Я закрыл глаза и погрузился в таинственный, чарующий слух перелив немного грустной мелодии. Мне пригрезилась тихая лунная ночь. Черный небосвод усыпан россыпью мерцающих огоньков, огромная полная луна роняет серебро, проливая его на все вокруг. Под ее призрачным светом голубеют сонный лес, и поле, и мосток, что перекинут через широкую реку. Лунный свет слоится мягкими вспышками на томно перекатывающихся водах реки. И тут — порыв ветра! Склонились кроны берез и одинокой ольхи, зеркало воды разбилось яркими всполохами ряби…
— Хозяин?
— Ну что?!
— Я думал, вы заснули. В мою программу включена эко-функция.
— Безобразие! Это… это черт знает что! — вспылил я, саданув кулаком по мягкому подлокотнику кресла.
— Кстати о безобразии.
— Что такое?
— Холодильник на вас жалуется, хозяин.
— Час от часу не легче! — нахмурился я. — Чем же я не угодил этой прожорливой скотине?

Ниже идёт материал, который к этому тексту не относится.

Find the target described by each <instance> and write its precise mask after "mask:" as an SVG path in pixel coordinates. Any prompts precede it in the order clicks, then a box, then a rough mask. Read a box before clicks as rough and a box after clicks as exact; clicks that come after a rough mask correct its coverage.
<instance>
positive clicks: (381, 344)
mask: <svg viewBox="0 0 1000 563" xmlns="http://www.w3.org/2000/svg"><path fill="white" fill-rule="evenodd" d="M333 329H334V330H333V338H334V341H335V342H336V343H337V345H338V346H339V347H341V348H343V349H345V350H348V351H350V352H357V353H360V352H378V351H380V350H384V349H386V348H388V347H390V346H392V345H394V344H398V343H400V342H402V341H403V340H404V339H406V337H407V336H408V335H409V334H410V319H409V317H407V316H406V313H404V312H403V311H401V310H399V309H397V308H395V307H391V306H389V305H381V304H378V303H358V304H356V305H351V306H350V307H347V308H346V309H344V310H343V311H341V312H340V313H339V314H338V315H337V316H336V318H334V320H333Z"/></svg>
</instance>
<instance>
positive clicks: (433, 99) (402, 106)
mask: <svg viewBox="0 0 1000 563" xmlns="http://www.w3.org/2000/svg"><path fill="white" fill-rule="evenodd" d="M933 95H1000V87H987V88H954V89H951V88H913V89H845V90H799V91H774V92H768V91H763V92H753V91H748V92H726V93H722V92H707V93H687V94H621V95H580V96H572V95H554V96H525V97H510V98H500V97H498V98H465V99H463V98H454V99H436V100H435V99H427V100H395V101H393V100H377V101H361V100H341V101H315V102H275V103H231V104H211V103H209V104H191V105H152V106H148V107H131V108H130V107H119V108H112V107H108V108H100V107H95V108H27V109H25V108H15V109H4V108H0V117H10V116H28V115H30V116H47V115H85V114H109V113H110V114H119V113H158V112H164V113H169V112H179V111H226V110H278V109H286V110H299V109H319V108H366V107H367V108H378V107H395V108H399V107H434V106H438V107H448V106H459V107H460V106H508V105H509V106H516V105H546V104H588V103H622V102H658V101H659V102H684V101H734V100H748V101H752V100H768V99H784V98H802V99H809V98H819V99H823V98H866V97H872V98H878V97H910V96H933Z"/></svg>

— Он говорит, что вы имеете привычку подходить к нему с утра в трусах, открывать дверцу и долго стоять так, делая странные скребущие движения рукой.
— Да что возомнил о себе этот проклятый ящик? — задохнулся я от подобной наглости. — Он железяка! Железяка, которая должна заниматься исключительно своим делом: холодить! Ну, возможно, следить за продуктами, а не за мной. Может, прикажешь мне фрак одевать всякий раз, как я к нему собираюсь подойти? Я у себя дома, в конце концов! — разошелся я. — Скажи ему, если его что-то не устраивает, то будет гнить на свалке!
— Почему вы сердитесь, хозяин? Мое дело передать вам жалобу. Кстати, стиральная машина…
— Ей-то я чем не угодил? — хлопнул я себя ладонью по лбу. — Опять насчет носок?
— Нет, хозяин. Тут дело почище холодильника.
— Ну что еще? — застонал я.
— Даже не знаю как сказать… — замялся телевизор.
— Говори уж, как есть. Добивай меня.
— В общем, стиральная машина… она недовольна…
— Чем же?
— Ну, скажем, вы не могли бы принимать ванну в плавках?